Pulling honey from a first-year hive that hasn't built up enough stores is one of the most common ways new beekeepers set their colonies up for winter starvation. The bees need enough honey to make it through winter (see how much honey to leave bees for winter), and a young colony may not have much beyond that.
If your first-year hive has added a super and the bees are capping it, that's a good sign. You may be able to take a small harvest. But if the super is half-drawn and mostly uncapped going into late summer, leave it. Your bees will need it more than you do.
Established colonies, by contrast, often cap multiple supers in a good flow year. With several boxes of capped honey, you can harvest a few supers and still leave the bees well provisioned.
Leaving Enough for the Bees
A harvest that takes too much is worse than no harvest at all. Bees that go into winter without adequate stores will starve, and feeding sugar syrup in late fall is a poor substitute for real honey.
Before you pull supers, know what the bees need. In most of the northern US and Canada, a colony needs 60 to 80 pounds of honey to make it through winter. That's roughly two deep supers or equivalent. Southern beekeepers can often get by with less.
After your harvest, inspect the brood boxes. If the frames are well covered with capped honey above and beside the brood, you're in good shape. If the frames look sparse, hold off and let the bees keep what's in the supers, or plan on supplemental feeding.
The goal every year is to take your share without putting the bees at risk.

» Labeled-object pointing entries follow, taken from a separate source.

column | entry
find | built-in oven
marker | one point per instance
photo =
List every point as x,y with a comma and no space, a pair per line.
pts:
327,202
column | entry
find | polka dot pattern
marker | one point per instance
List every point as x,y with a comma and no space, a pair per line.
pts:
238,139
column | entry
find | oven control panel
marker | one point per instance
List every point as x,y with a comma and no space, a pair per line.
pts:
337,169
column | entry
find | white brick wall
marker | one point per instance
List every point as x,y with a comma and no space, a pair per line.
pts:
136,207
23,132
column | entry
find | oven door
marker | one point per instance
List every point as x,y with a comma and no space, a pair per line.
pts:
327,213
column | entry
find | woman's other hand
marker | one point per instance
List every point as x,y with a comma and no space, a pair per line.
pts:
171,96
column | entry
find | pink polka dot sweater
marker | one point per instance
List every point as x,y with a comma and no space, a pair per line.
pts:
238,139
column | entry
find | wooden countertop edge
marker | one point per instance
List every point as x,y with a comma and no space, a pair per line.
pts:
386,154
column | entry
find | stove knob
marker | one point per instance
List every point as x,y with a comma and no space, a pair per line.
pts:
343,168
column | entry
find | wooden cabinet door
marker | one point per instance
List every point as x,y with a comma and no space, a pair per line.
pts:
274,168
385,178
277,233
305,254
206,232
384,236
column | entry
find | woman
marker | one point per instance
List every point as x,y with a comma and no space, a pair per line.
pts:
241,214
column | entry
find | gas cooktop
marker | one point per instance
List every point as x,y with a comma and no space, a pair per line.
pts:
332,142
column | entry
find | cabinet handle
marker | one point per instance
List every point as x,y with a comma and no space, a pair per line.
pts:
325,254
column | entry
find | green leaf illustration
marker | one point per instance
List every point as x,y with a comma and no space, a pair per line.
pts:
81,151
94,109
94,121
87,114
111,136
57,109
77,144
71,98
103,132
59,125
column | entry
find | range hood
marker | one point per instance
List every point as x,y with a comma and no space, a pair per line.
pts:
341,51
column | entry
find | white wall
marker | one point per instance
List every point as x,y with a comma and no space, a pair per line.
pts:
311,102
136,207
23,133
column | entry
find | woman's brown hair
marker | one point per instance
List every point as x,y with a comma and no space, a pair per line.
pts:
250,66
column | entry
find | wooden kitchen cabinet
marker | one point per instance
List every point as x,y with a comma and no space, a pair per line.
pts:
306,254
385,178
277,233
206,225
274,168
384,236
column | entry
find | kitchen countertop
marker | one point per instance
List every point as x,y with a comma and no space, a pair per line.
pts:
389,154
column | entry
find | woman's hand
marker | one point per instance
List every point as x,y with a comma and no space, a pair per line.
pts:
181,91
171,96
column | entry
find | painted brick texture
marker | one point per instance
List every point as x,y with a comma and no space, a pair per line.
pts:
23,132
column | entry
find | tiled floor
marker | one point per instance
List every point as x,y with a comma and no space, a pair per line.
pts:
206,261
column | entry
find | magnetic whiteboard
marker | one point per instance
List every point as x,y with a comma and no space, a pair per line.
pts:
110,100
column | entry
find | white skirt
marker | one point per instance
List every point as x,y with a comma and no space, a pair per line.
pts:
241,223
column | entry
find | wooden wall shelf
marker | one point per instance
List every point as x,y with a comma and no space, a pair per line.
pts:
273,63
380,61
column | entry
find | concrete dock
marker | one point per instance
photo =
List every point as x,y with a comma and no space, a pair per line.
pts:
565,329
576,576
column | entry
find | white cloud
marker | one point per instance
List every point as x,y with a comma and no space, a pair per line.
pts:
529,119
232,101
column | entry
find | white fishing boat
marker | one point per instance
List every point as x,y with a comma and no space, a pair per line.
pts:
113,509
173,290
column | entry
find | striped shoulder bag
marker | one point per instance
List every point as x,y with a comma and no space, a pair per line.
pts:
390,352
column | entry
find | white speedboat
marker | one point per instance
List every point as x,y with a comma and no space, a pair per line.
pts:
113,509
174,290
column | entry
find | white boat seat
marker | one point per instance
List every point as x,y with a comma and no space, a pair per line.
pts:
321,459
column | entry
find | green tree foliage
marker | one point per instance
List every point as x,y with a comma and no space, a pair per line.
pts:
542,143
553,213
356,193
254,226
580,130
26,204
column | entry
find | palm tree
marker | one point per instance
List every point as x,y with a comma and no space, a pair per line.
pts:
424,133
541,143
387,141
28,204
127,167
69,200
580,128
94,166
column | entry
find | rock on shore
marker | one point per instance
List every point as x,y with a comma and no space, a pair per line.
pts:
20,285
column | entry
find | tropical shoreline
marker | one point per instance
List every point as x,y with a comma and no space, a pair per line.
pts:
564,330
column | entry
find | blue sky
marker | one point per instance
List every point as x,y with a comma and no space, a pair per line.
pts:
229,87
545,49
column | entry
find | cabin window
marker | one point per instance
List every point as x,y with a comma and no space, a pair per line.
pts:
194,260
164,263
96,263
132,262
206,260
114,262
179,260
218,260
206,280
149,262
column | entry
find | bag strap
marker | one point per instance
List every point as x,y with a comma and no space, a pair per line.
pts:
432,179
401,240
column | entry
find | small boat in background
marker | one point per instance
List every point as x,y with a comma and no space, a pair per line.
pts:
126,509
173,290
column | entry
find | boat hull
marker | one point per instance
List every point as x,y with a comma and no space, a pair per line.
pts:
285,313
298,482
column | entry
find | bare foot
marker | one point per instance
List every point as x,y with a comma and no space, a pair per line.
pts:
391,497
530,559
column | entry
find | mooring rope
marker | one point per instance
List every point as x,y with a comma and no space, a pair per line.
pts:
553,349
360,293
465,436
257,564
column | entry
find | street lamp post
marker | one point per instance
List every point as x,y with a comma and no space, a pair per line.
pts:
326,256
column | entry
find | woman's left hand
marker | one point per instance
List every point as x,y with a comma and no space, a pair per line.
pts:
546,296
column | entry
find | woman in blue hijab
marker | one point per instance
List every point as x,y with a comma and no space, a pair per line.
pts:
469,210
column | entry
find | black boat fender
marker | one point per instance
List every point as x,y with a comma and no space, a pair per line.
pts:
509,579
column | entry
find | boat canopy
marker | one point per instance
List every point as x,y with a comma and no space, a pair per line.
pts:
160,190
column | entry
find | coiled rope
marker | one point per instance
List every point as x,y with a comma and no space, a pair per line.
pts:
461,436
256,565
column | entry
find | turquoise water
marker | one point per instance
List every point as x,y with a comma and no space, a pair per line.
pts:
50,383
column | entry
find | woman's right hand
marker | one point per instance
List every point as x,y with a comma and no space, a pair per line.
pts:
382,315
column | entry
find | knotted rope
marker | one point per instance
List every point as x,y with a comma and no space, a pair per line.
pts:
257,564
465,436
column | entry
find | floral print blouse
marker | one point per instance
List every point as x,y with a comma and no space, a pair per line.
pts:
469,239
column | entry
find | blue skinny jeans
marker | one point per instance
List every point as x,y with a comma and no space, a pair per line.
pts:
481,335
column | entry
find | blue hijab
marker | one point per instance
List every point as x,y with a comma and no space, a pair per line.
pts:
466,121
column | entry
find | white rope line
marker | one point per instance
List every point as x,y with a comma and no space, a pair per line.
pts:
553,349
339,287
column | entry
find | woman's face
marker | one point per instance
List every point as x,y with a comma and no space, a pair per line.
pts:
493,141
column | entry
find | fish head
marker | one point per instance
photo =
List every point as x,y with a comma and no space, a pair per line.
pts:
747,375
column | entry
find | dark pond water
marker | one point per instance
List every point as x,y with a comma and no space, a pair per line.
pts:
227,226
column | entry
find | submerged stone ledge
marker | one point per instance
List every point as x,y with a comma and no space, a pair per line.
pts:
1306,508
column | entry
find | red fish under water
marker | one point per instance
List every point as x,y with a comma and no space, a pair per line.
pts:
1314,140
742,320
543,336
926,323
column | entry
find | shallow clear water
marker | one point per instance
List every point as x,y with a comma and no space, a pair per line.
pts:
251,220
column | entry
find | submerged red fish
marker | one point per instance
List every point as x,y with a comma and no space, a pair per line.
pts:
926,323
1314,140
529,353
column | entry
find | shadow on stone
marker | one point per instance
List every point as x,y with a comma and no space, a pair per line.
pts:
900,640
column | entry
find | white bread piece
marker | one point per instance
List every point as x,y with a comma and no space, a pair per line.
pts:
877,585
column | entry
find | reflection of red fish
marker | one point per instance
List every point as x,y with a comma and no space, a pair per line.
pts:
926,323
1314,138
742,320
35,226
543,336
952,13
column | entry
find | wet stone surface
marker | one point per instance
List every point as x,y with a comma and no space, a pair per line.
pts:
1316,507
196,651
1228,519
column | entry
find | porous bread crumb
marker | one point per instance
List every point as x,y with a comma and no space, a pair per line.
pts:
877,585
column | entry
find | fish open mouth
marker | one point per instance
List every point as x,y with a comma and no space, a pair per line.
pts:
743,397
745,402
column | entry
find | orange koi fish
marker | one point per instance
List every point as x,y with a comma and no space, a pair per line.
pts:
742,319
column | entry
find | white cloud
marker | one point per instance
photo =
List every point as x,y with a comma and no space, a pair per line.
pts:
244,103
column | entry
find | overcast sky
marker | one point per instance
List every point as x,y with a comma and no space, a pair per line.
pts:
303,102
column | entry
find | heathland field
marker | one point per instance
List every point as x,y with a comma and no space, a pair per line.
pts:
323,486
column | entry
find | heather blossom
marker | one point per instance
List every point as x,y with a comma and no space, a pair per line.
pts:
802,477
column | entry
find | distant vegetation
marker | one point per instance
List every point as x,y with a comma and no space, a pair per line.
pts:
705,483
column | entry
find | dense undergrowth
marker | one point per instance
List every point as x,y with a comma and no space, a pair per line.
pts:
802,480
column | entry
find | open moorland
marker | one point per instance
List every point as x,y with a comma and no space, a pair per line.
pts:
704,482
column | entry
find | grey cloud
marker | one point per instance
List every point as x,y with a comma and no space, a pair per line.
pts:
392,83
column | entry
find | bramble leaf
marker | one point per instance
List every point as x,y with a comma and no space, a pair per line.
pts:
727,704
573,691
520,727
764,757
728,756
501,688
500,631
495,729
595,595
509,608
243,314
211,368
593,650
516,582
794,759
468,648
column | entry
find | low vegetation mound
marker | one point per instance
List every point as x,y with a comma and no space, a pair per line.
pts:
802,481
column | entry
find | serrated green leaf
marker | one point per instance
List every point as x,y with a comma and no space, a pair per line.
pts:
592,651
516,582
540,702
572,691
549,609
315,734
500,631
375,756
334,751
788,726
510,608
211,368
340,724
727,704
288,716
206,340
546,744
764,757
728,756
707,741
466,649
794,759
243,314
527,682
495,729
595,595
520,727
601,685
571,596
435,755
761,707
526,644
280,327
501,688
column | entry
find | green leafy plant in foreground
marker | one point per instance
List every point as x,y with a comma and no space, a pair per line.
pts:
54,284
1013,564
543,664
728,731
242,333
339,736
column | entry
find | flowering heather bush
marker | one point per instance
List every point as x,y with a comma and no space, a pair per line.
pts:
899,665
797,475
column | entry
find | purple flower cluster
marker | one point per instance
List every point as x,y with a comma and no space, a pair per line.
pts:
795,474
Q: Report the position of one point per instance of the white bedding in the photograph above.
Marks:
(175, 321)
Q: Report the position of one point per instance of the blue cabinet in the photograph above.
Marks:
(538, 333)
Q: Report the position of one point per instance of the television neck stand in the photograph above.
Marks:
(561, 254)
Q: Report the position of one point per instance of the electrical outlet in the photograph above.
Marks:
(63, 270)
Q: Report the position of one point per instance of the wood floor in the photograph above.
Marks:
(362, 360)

A colony that survives winter and thrives the following spring is worth more to your operation than a few extra pounds of honey taken at the wrong time.
After Harvest: Extracting and Storing
Once you pull capped frames, extract promptly. Honey left sitting in frames at room temperature can absorb moisture from the air, especially in humid climates. If you're using a centrifugal extractor, check out the full walkthrough in how to extract honey at home step by step. If you're working with small quantities or irregular comb, the crush and strain vs extractor comparison can help you pick the right method.
Store extracted honey in sealed glass or food-grade plastic at room temperature, away from sunlight. Properly ripe honey doesn't need refrigeration and will keep indefinitely if moisture is below 18.5 percent.
Frequently Asked Questions
Do I really need a refractometer, or can I just go by capping?
You don't need one for your first harvest. The 80 percent capping rule plus the shake test is a reasonable approach, and most honey capped by bees in a dry season will be under 18.5 percent moisture. That said, a refractometer removes the guesswork, particularly in wet climates or in years with heavy rain during the flow. If you plan to sell honey, a refractometer is more or less required, since fermented honey damages your reputation and potentially your customers' goods.
What if only some frames in a super are fully capped?
Pull the capped ones and leave the rest. You don't have to harvest an entire super at once. Remove the frames that meet the 80 percent threshold, extract them, and return the uncapped frames so the bees can finish. Mark the box so you remember it still has unfinished frames. Check again in one to two weeks.
Will my first-year hive make surplus honey I can harvest?
Maybe, but don't count on it. Some first-year hives in a strong nectar year do produce a harvestable surplus, particularly packages installed early and in areas with good forage. Others produce just enough for themselves. The honest answer is that you won't know until late summer. Check the supers, check what's in the brood boxes, and make the decision based on what you actually see, not on hope.
Can you harvest honey too late in the season?
Yes. Leaving honey on the hive too long in fall has a couple of downsides. The bees will start consuming it as the flow ends and temperatures drop. It also becomes harder to extract once it cools and thickens. And in some climates, a late-season cold snap can make the frames brittle and difficult to work with. Aim to harvest before temperatures consistently drop below 50°F (10°C) at night.